Prendiamo ad esempio la sequenza che ha interessato prima L’Aquila, poi Amatrice e Norcia. Secondo alcuni studi si ritiene che sia stata provocata da un possibile effetto domino tra le faglie, ma al momento non ne abbiamo certezza. La zona dell’Appennino infatti è costituita da una struttura geologica molto complessa e frammentata, con un sistema di piccole faglie che interagiscono l’una con l’altra, dunque le loro geometrie sono complicate e per poterne comprendere l’interazione sarà necessario avere dati in una risoluzione ottimale e soprattutto un modello numerico tridimensionale”.

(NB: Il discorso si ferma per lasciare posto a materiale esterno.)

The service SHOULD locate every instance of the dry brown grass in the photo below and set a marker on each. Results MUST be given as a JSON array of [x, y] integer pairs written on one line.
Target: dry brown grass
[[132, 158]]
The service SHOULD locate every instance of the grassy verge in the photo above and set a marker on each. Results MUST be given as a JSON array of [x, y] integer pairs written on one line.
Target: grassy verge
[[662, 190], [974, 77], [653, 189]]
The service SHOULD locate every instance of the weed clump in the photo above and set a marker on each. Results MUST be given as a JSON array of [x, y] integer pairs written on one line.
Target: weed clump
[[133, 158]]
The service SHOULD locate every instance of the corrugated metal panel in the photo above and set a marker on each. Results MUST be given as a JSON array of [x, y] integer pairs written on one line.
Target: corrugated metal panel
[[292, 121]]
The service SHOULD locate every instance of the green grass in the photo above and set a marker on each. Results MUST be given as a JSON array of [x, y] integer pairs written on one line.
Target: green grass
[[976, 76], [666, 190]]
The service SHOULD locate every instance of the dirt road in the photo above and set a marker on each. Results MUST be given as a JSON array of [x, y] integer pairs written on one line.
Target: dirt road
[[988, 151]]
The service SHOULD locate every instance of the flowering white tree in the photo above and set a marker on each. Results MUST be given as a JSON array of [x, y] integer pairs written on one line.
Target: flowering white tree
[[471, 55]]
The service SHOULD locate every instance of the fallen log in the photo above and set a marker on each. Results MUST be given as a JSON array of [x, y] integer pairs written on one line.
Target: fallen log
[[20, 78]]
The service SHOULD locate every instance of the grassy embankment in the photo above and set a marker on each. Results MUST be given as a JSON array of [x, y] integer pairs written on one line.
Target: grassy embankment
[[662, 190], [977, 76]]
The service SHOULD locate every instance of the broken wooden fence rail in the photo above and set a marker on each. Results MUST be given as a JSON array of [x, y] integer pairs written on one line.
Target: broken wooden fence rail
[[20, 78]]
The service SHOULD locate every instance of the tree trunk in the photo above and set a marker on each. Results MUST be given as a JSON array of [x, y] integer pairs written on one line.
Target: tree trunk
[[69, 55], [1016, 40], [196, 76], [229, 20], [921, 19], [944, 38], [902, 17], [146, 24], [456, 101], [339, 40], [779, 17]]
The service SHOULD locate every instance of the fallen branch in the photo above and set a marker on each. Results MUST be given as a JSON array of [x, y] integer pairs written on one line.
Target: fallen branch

Il prossimo passo per Dal Zilio e colleghi è dunque quello di continuare a studiare la faglia dell’Himalaya per poter sviluppare un modello tridimensionale che possa poi essere applicato anche per altre strutture geologiche e aree sismiche, riuscendo a ottenere un risultato che potrà essere utilizzato per sviluppare mappe del rischio sismico sempre più dettagliate e precise.